You are also jumping to conclusions if you think that article you gave me proves they are naturally occurring in the tobacco.

You stated unequivocally that MAO inhibitors are deliberately added to cigarettes.

This is a libellous speculation -- until you show us proof that they are so added.
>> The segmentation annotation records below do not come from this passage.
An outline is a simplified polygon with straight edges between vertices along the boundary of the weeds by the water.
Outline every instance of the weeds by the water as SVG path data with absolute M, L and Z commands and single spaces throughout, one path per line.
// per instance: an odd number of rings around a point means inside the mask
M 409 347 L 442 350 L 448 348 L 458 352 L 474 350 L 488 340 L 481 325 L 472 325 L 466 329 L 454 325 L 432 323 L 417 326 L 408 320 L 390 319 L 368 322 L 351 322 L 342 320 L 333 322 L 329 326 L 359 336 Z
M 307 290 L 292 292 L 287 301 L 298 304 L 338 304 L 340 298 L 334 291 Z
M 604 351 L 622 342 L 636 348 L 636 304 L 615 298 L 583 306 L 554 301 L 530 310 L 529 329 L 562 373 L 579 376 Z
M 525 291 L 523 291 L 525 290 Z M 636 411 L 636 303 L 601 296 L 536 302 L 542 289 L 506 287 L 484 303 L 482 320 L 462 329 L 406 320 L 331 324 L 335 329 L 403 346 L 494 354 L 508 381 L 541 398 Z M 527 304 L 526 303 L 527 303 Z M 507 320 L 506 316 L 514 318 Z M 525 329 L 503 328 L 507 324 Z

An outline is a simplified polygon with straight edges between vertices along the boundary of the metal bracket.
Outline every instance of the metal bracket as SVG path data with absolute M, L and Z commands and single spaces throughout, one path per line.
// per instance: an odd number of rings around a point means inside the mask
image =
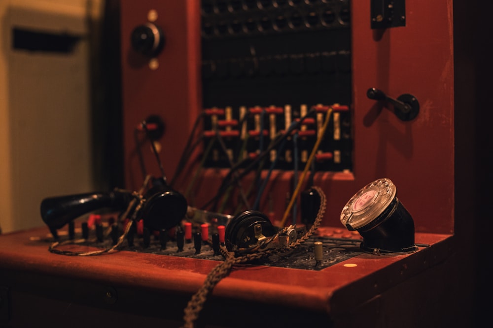
M 405 0 L 371 0 L 372 29 L 406 26 Z

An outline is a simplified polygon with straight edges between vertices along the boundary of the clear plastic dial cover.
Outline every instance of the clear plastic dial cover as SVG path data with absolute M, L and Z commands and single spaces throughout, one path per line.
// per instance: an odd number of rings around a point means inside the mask
M 372 222 L 395 197 L 397 189 L 387 178 L 375 180 L 353 196 L 341 212 L 341 222 L 354 230 Z

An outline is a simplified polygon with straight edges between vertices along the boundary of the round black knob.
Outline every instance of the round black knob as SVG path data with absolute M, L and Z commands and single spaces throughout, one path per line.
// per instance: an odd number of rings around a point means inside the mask
M 145 56 L 153 57 L 163 50 L 165 39 L 161 28 L 148 23 L 134 29 L 131 41 L 134 50 Z

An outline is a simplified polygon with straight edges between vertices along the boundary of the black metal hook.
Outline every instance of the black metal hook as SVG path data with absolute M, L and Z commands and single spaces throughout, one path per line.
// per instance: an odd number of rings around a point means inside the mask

List of cigarette additives that are known MAO-Inhibitors:

Acetophenone
-("Monoamine oxidase inhibitory and anticonvulsant properties of some newer thiosemicarbazones" (1978) Tripathi et al.) and ("Selective and potent monoamine oxidase type B inhibitors: substituted semicarbazones and acylhydrazones of aromatic aldehydes and ketones" (1995) Bernard et al.)

Benzophenone
("Three new benzophenone glycosides with MAO-A inhibitory activity from Hypericum thasium Griseb" (2012) Demirkiran)

Thiazole
("Synthesis and selective human monoamine oxidase b inhibition of heterocyclic hybrids based on hydrazine and thiazole scaffolds" (2013). Carradori et al.)

Farnesol
("Isolation and characterization of a monoamine oxidase B selective inhibitor from tobacco smoke")

^^^despite the misleading title of this source, cigarette smoke was used, not pure tobacco leaf. Farnesol, along with acetophenone, Thiazole and benzophenone, are additives to tobacco products that are known MAO-Inhibitors. I could likely find more, but the list of tobacco additives is enormous and I think these 4 will suffice for now.